A professora de História do Campus Eunápolis, Flaviane Nascimento, concorda com o colega e alerta que, há algum tempo, o Instituto tem sido questionado pelo Ministério Público Federal sobre o não cumprimento da Lei 11.645/2008 e a resposta da entidade se restringe a apontar ações e projetos individuais de docentes como demonstração de cumprimento de uma normativa que deveria alterar os Projetos Políticos de Curso (PPC) e seus respectivos currículos. “O que temos visto da gestão do IFBA são justificativas que tomam ações individuais e circunstanciais, como eventos de consciência negra, por exemplo, como evidências do cumprimento da Lei de Diretrizes e Bases da Educação (LDB), mas são resultantes de esforços de colegas que têm um compromisso político com determinados sujeitos e com a temática, que vão além de uma mera resposta legal, fato que precisa ser denunciado. Temos feito esse debate e denúncia em Eunápolis há algum tempo. Em 2015, os(as) docentes da área de Ciências Humanas, frequentemente responsabilizados(as) pela realização de um evento em novembro (mês da consciência negra), se negaram a continuar pactuando com essa dissimulação do cumprimento da Lei e escreveram um documento justificando tal ação, bem como fez essa discussão junto aos/às estudantes que, naquele ano, assumiram a realização do evento com tema ‘Precisamos denegrir o IFBA, Eunápolis’, quando discutiram a omissão institucional no cumprimento dessa obrigatoriedade”, lembra Flaviane.

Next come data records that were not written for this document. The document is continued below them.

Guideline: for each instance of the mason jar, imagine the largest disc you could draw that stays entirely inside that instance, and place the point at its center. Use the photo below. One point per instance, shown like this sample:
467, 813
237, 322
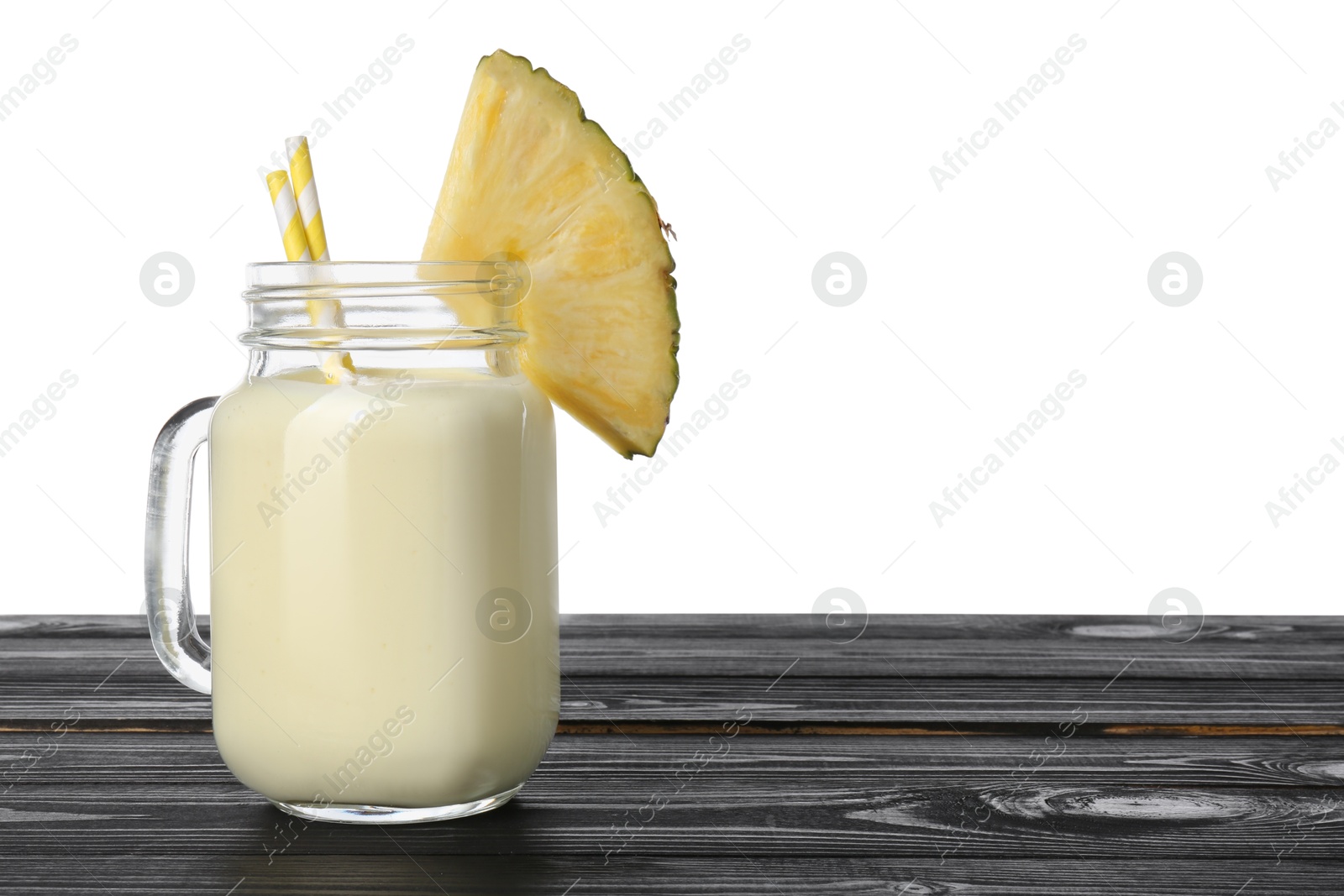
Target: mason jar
383, 631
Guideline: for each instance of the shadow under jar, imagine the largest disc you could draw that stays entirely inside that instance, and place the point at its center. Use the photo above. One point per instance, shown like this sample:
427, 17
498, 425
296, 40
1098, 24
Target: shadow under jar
385, 636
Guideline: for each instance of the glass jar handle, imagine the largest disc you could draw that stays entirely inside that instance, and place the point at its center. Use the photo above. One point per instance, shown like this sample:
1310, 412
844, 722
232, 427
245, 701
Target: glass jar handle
172, 625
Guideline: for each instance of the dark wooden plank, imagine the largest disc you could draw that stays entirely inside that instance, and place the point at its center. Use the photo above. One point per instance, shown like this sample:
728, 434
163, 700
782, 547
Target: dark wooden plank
100, 758
672, 876
753, 645
53, 667
139, 694
601, 797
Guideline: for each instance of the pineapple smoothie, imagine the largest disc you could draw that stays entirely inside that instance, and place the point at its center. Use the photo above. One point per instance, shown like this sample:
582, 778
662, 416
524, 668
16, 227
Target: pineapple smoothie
383, 642
356, 530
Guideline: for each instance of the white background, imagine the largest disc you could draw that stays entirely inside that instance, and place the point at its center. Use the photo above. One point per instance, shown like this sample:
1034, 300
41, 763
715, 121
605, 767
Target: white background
1032, 264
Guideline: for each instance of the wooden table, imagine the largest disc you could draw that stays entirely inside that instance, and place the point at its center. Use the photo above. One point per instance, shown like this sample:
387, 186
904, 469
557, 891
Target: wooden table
931, 755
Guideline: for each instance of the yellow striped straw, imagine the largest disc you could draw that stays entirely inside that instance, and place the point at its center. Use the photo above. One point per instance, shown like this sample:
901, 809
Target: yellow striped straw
306, 190
288, 217
296, 250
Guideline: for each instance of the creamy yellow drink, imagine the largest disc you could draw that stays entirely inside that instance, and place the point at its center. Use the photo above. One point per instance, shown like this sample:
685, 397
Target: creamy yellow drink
385, 618
383, 609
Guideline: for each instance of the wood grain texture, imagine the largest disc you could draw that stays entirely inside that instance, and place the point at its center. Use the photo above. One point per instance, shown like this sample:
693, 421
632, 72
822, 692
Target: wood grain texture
685, 795
1057, 759
991, 671
753, 645
671, 876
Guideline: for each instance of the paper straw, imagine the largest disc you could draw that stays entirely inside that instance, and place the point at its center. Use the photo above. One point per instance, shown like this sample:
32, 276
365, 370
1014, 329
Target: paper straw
286, 215
306, 190
296, 250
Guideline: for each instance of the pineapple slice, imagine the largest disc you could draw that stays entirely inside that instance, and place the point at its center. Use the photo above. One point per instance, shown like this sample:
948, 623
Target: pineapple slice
531, 177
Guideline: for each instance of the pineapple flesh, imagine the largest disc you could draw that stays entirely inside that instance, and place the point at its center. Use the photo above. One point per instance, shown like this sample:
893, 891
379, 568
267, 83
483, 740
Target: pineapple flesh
531, 177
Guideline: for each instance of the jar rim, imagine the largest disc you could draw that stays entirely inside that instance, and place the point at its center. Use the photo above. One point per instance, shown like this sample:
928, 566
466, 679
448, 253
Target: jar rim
461, 275
383, 305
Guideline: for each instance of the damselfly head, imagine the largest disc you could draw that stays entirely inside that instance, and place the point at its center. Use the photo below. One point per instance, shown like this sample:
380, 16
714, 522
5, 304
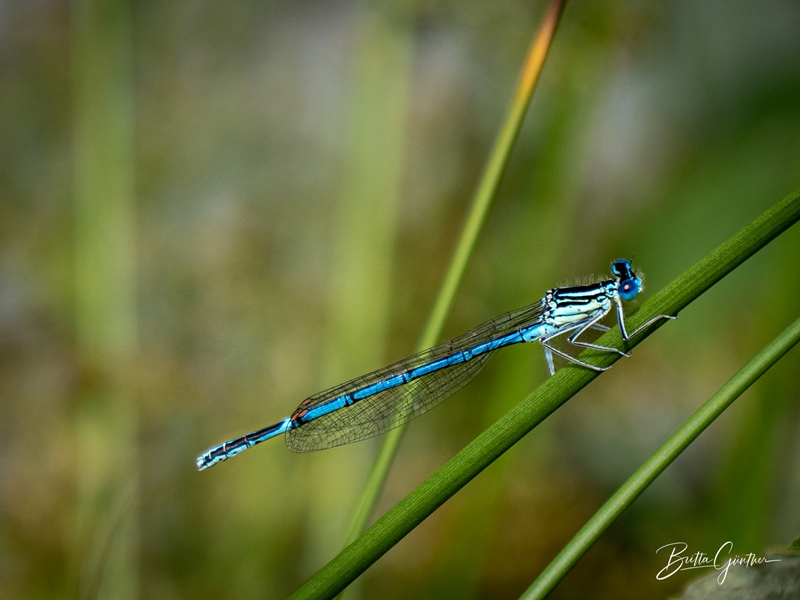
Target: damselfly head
628, 283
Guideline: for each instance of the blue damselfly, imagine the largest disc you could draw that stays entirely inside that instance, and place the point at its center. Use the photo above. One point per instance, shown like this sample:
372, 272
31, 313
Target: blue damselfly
372, 404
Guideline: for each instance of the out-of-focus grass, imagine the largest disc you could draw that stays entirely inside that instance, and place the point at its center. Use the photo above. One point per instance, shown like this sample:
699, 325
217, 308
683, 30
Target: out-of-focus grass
104, 524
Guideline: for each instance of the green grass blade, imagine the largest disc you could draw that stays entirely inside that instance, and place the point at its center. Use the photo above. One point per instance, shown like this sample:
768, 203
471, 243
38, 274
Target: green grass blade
660, 460
512, 427
484, 195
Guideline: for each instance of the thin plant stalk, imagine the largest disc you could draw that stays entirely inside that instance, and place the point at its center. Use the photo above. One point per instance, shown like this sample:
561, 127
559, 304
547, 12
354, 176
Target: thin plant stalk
492, 443
482, 201
659, 461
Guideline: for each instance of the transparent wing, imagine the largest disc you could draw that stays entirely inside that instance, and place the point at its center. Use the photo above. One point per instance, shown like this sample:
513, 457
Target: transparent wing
391, 408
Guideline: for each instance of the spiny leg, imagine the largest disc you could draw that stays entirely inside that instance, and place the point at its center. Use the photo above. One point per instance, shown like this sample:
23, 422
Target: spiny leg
621, 320
573, 339
653, 320
548, 356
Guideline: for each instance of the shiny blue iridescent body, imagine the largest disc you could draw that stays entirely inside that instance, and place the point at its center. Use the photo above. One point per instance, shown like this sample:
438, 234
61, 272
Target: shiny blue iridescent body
374, 403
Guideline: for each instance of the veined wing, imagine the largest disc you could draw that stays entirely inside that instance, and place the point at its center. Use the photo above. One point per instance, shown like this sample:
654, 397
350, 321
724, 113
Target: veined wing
391, 408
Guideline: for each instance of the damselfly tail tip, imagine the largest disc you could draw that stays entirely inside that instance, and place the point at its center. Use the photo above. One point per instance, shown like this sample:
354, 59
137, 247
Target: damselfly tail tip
207, 460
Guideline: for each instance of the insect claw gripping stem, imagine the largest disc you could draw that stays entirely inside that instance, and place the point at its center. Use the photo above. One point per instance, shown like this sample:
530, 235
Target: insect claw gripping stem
374, 403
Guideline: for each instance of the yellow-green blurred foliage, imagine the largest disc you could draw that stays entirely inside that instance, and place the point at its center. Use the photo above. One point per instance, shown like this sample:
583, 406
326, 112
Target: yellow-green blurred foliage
300, 172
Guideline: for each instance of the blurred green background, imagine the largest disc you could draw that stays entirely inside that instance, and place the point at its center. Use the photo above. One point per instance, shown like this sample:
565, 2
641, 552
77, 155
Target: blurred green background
210, 211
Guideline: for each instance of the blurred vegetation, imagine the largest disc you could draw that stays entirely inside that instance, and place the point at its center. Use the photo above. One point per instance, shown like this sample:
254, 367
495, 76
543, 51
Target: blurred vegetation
300, 172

Ela ressalta que é preciso dizer que o IFBA continua justificando o não cumprimento efetivo das leis 10.639/2003 e 11.645/2008 como se elas fossem exigências recentes, mas a instituição está numa defasagem de pelo menos 14 anos, o que é injustificável. “O que é mais absurdo é que temos feito um debate legalista, sobre a necessidade do cumprimento de normativas, quando o debate deveria ser sobre o compromisso do IFBA em formar pessoas, sobre o compromisso do IFBA em ofertar educação de qualidade, de respeito à diversidade, intercultural, que se pretenda honesta com a produção e difusão de saberes, que seja capaz de refletir sobre a colonização dos saberes e ‘os perigos de uma história única’, como bem nos alertou Chimamanda Adiche”, revolta-se a docente.

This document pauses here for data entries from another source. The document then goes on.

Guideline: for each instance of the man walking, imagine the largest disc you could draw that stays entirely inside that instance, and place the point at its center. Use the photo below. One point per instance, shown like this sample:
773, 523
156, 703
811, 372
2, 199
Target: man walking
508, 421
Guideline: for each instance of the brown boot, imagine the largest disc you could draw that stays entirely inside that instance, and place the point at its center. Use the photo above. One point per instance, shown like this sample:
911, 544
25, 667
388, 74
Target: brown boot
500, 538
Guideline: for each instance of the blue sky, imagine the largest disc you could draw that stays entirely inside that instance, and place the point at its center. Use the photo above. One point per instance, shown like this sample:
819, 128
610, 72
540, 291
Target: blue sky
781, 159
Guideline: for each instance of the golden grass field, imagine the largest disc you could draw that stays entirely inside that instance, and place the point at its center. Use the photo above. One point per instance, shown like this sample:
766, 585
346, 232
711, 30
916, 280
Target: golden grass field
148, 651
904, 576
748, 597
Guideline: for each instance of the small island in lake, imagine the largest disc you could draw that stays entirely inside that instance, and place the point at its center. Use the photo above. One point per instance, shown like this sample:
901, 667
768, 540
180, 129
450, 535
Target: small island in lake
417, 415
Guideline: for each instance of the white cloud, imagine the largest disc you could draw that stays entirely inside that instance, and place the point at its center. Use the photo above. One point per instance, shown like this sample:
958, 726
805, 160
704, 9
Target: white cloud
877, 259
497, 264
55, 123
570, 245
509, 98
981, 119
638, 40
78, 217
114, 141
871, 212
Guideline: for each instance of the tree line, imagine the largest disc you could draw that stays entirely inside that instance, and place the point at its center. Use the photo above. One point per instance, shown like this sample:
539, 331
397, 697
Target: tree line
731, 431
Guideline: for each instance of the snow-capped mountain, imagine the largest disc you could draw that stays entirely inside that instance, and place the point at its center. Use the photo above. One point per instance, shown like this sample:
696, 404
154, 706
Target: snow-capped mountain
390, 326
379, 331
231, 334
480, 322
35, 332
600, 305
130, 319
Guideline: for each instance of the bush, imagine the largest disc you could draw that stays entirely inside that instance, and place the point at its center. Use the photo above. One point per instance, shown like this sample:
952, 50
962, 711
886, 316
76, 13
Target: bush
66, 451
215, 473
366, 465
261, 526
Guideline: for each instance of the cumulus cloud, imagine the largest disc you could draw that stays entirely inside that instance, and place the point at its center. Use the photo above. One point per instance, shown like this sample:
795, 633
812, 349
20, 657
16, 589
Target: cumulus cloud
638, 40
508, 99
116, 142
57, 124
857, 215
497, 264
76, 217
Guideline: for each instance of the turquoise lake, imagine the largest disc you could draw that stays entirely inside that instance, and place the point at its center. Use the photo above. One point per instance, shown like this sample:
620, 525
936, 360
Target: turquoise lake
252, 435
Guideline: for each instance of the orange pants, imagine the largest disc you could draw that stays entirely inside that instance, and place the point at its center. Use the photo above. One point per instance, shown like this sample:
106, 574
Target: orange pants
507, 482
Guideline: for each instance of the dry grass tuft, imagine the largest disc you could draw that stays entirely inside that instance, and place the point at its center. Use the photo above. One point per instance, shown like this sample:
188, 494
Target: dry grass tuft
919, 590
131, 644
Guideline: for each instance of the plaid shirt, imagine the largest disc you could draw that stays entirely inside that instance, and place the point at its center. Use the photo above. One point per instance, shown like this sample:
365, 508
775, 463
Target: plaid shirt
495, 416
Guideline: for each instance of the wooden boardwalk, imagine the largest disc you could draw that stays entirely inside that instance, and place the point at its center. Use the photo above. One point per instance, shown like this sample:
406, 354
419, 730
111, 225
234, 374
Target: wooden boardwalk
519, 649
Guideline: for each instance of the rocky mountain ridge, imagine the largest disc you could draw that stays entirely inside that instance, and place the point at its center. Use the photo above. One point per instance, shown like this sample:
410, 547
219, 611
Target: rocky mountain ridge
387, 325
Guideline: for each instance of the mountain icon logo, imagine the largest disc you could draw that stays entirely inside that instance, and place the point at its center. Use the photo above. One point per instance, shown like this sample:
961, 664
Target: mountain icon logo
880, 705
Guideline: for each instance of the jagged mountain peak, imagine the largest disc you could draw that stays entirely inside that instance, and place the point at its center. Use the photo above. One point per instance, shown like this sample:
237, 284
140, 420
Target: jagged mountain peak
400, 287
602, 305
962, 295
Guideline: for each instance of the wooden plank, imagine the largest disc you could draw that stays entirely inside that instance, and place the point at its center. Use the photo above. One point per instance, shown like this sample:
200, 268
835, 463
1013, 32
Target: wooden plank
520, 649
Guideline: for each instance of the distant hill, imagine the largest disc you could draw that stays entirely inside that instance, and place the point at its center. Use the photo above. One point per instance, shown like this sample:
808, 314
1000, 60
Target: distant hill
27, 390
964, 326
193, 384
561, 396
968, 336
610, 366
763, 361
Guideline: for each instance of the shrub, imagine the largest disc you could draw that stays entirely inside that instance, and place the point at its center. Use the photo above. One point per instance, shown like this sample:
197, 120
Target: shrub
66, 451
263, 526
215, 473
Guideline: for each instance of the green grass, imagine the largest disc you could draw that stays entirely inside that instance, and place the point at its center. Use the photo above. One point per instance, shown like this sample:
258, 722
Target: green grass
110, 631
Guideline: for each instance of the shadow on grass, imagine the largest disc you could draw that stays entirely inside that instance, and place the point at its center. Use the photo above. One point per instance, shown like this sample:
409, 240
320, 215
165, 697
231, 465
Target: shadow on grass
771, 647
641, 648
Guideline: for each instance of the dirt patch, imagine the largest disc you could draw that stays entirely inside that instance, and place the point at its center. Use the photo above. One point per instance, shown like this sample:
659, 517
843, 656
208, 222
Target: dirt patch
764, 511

Para Erahsto Felício, é preciso, primeiro, informar ao Ministério Público Federal que a resposta dada pelo instituto a este órgão é, no mínimo, equívoca e ambígua. “O IFBA diz que parou as reformas dos cursos integrados com a publicação do novo ensino médio pelo Governo Federal, contudo sabemos que, em Valença, permanece sendo reformada e, o pior, sem uma comissão, um congresso, uma ação pedagógica que discuta os temas relativos às leis supracitadas. Ou seja, corre-se o risco que haver mais uma reforma em que a lei só seja indicada para cumprimento, mas sem metas reais de enfrentamento racial e inserção dos conteúdos que corresponde à lei”, adverte o docente.

Perdas

A professora de História diz que a incorporação desses sujeitos (negros africanos e afro-brasileiros e indígenas), suas histórias e culturas impacta diretamente na construção de representações de identidades. “Trata-se, pois, de nos impor – tendo em vista que é uma obrigatoriedade! – uma reflexão sobre como noções de saber, conhecimento e ciência, bem como de currículos que, eurocentrados, estão, necessariamente, conectados com a (re)produção de estereótipos e representações identitárias negativas e positivas, inferiores e superiores que dão lastro à (re)produção de hierarquias sócio-raciais. Agora, imagine o quanto essa obrigatoriedade é necessária se pensarmos a trajetória de violência sobre os povos indígenas e negros na formação do estado brasileiro? É preciso (re)conhecer outras histórias, outras versões, outros sujeitos. Trata-se, portanto, de buscar subverter uma certa ordem discursiva hegemônica que se materializa política e economicamente. Os nossos currículos, de modo geral, nos permitem, por vezes, um contato com alteridades, feito a partir de representações reducionistas, simplificadoras, quando não equivocadas, sobre o outro, leia-se o não-europeu, notadamente. Assim, essa história tem sido utilizada para expropriar, violentar, subalternizar e matar, mas pode ser usada para humanizar, empoderar, subverter essa ordem! É por isso que outras histórias importam e a obrigatoriedade prevista na LDB nos permite essas reflexões, mas talvez seja justamente por isso que, depois de 14 anos, ainda estejamos falando de implementação”, aponta Flaviane.

Para ela, o IFBA precisa de vontade, de uma gestão verdadeiramente preocupada com uma educação de qualidade e libertadora, que possibilite outras narrativas, outras histórias: “história do povo preto, dos povos indígenas, quilombolas, dos homossexuais, lésbicas, transexuais, transgêneros, intersexuais, queer, enfim, das minorias e dos grupos e comunidades minoritarizados historicamente”. No entanto, na visão da docente, a gestão do IFBA faz apologia a uma suposta necessidade do Instituto se adequar à reforma do ensino médio, imposta pelo Governo Federal, que tem preconizado uma educação tecnicista, quando prevê a exclusão de disciplinas como Filosofia, Sociologia, Artes, Educação Física e Espanhol, que, historicamente, têm sido pontos de inflexão dentro desses currículos eurocentrados.

“Portanto, se o IFBA não cumpre efetivamente a legislação, o que observo é que a nossa instituição dá sinais de que continuará a não fazê-lo. Precisamos reunir a comunidade, inclusive extra-muros, denunciar esse descumprimento e construir mecanismos de pressão para forçar o cumprimento efetivo do ensino de história e cultura africana, afro-brasileira e dos povos indígenas, bem como uma reforma do ensino médio que não compactue com os anseios do governo ilegítimo. Precisamos não só denegrir o IFBA, mas pintá-lo de todas as cores!”, finaliza a professora.